According to the Uzbek and Kyrgyz information, presented at the session, the IMU prepares for its third consecutive thrust this coming spring into Kyrgyzstan and Uzbekistan from Tajikistan. The Kyrgyz security chiefs, Major Generals Bolot Januzakov and Askarbek Mameev, estimated the overall number of IMU fighters at 1,500 to 2,000, a large part of them in Tajikistan. And they complained that IMU’s military leader Juma Namangani is being allowed to crisscross between northern Afghanistan and Tajikistan.
For their part, the Tajik representatives responded with the usual ambiguity that they have “no such information,” that Dushanbe officials inspecting those areas “found no evidence” of IMU’s presence, and that the situation there is “normal.” Meanwhile, the Kyrgyz military is mining the gorges and passes on the border opposite Tajikistan and began on February 19 its own, genuine antiterrorism exercise with technical assistance from the United States and Turkey.
With Russia’s Lieutenant-General Boris Mylnikov, head of the CIS Antiterrorism Center, attending the Bishkek session, Russian and Tajik delegates opposed Kyrgyzstan’s proposal to site in Bishkek the planned Antiterrorism Center of the Shanghai-Five. That proposal forms part of Kyrgyzstan’s efforts to conduct a balanced policy that would avoid excessive dependence on Russia in the security sphere. Moscow for its part seeks to maximize that dependence in the case of Kyrgyzstan and also to maneuver Uzbekistan into a similar relationship of security dependence. Working with allied Tajikistan, Moscow allows the IMU to operate on a leash of variable length in the region. That tactic is designed to increase Tashkent’s and Bishkek’s sense of insecurity and to justify the calls for an “antiterrorist” alliance in Central Asia under Russian leadership.
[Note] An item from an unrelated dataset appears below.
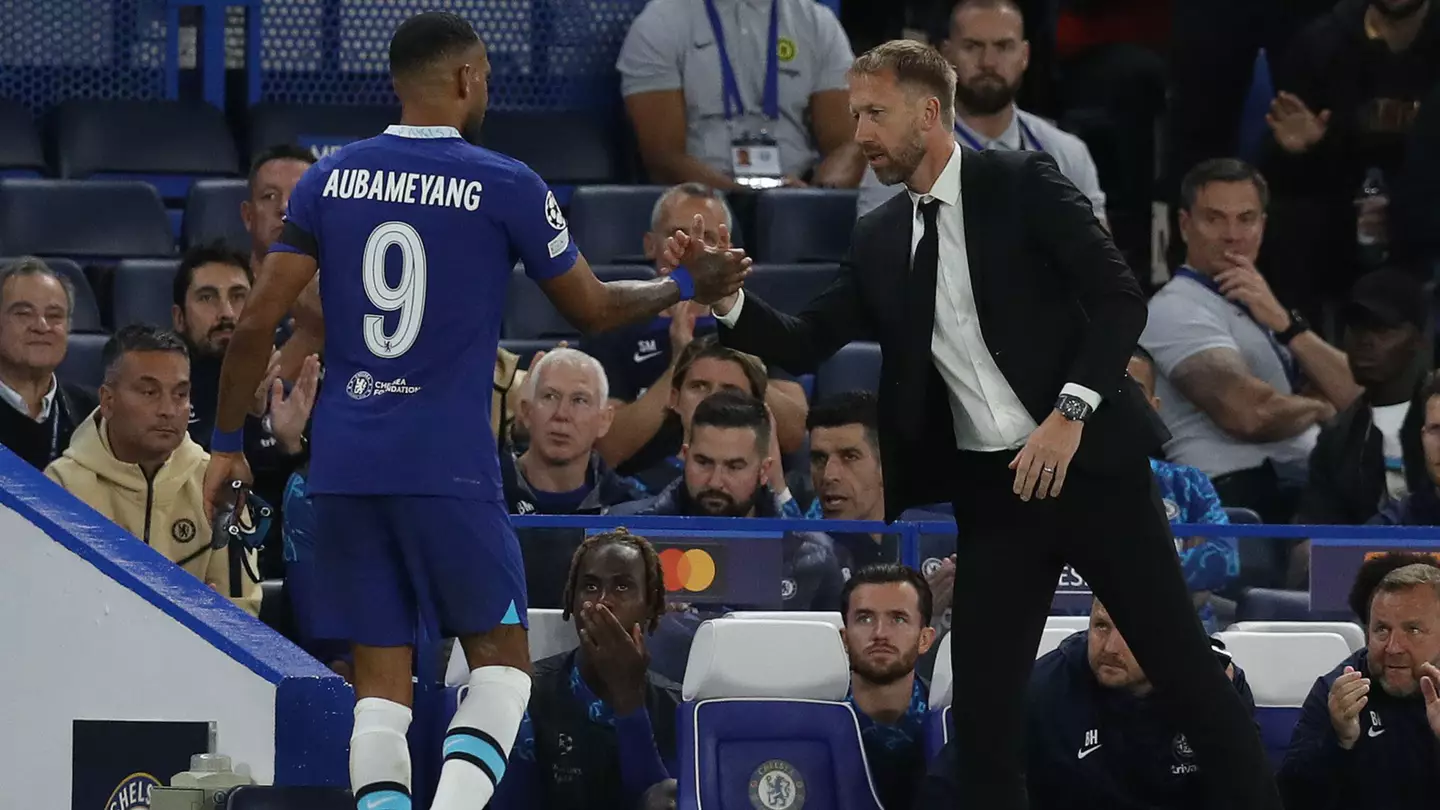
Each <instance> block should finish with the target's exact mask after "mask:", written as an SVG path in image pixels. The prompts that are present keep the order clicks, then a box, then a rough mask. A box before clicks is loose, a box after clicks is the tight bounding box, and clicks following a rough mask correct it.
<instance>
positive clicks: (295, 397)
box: [269, 355, 320, 455]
Moscow’s antinarcotics policy is also sometimes subordinated to that agenda. While publicly stigmatizing the Taliban authorities as chiefly responsible for the narcotics production and traffic, Moscow has until now closed its eyes to two concurrent changes in that sphere: first, the increasingly successful antidrug crackdown in the Taliban-controlled areas; and second, the emergence of Moscow’s northern Afghan clients and of Tajikistan itself in the last year as the main supply source and corridor, respectively, for drugs to Central Asia and Russia. At the February 20 session of the Council of border troops’ commanders of CIS member countries, Russia’s General Totsky (see above) recognized for the first time the fact that Afghanistan’s drug business has moved from Taliban-controlled territory to the northern Afghan areas that are supposed to be a “safety belt” controlled by Moscow’s allies along the Tajik border (Voice of the Islamic Republic of Iran (Mashhad), February 15; Hovar, Asia-Plus, Dushanbe Radio, Kabar, Kyrgyzpress International, Itar-Tass, February 15-0; see the Monitor, November 9-10, December 13, 22, 2000, January 9, 12, 23, 31, February 9).